In his response to Lee Spahan, head of the Coldwater Indian Band, Trudeau admitted that Ottawa "did not do a good job" in its previous consultations on the project, the UBCIC statement said.

"No relationship is more important to our government than it is to indigenous people," Matt Pascuzzo, a press secretary for the prime minister's office, said in an e-mail to the National Post. Pascuzzo said Ottawa is "engaging 117 indigenous groups" in Trans Mountain, and said it "will take the time to move forward in the right way." He did not directly answer a question about whether Trudeau would apologize.

Tensions point to a growing divide between Ottawa and opponents of the Trans Mountain pipeline expansion, which worsened after Trudeau decided to buy the pipeline for $ 4.5 billion in August. Construction of the Trans Mountain expansion was postponed after a decision by the Federal Court of Appeal forced Ottawa to repeat a portion of its consultations with the First Nations groups before the bill could move forward.
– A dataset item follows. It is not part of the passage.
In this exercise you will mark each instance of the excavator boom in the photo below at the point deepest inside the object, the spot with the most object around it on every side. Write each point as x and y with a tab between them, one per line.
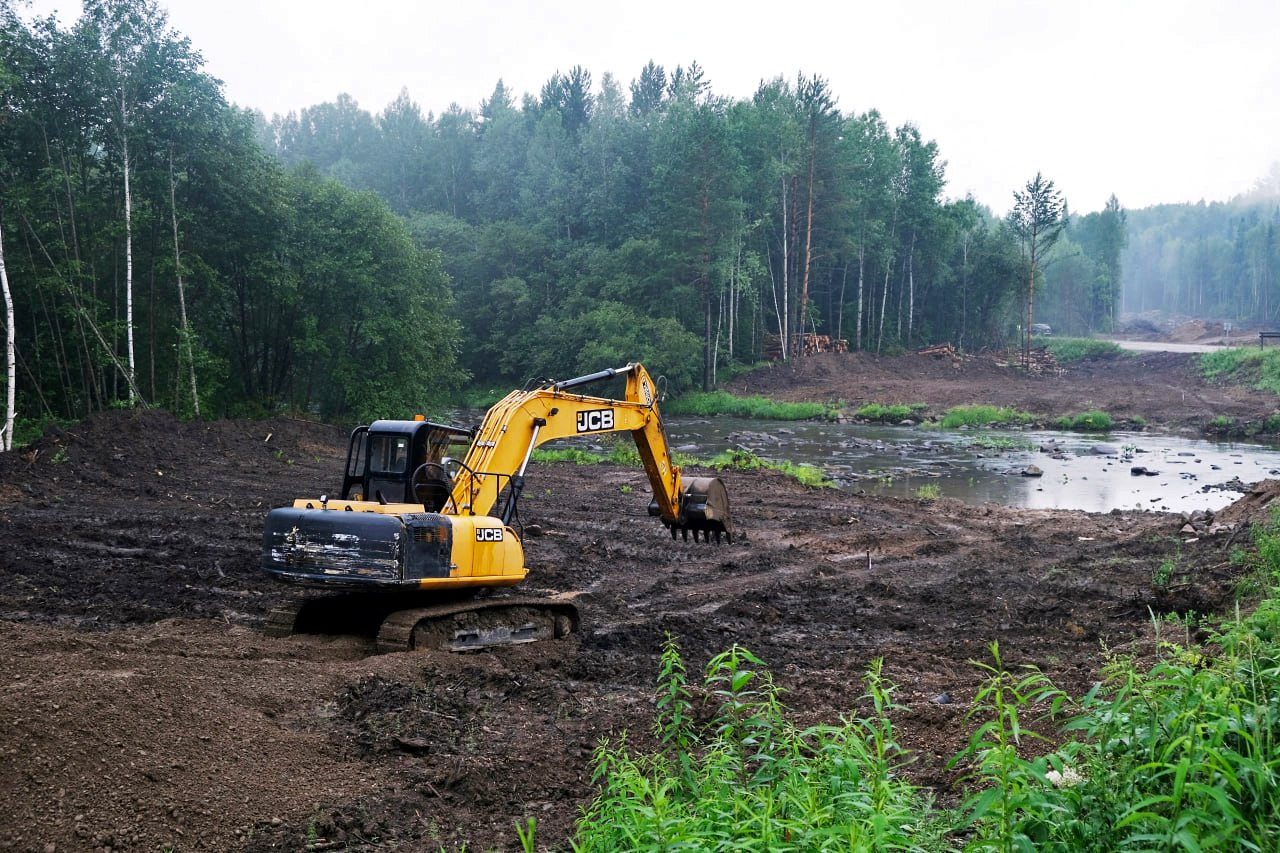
528	419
Trudeau and his ministers have remained aloud in their support for the expansion of the pipeline, claiming that both can support it and be a global leader in climate change. Meanwhile, the energy industry has become increasingly critical of the Liberal government amid record rebates for Canadian producers.

On Thursday morning, UBCIC also demanded that Ottawa revisit its decision to support the Trans Mountain project. Environmental activists and some First Nations communities have suggested that Ottawa's decision to set timelines for its second round of consultations suggests that its position on the pipeline is predetermined.

"Actual consent is not manipulated and is not rushed because of a quick timeframe of government or biased interests," Wilson said in a written statement Thursday morning. "Canada is in clear conflict as buyers of the pipeline and having to fulfill its fiduciary duty with First Nations as the Crown."

Oral hearings for First Nations groups as part of the re-doing of the Indigenous Consultation Process of the Trans Mountain National Energy Council began Nov. 20 in Calgary, and concluded this week in Nanaimo, B.C.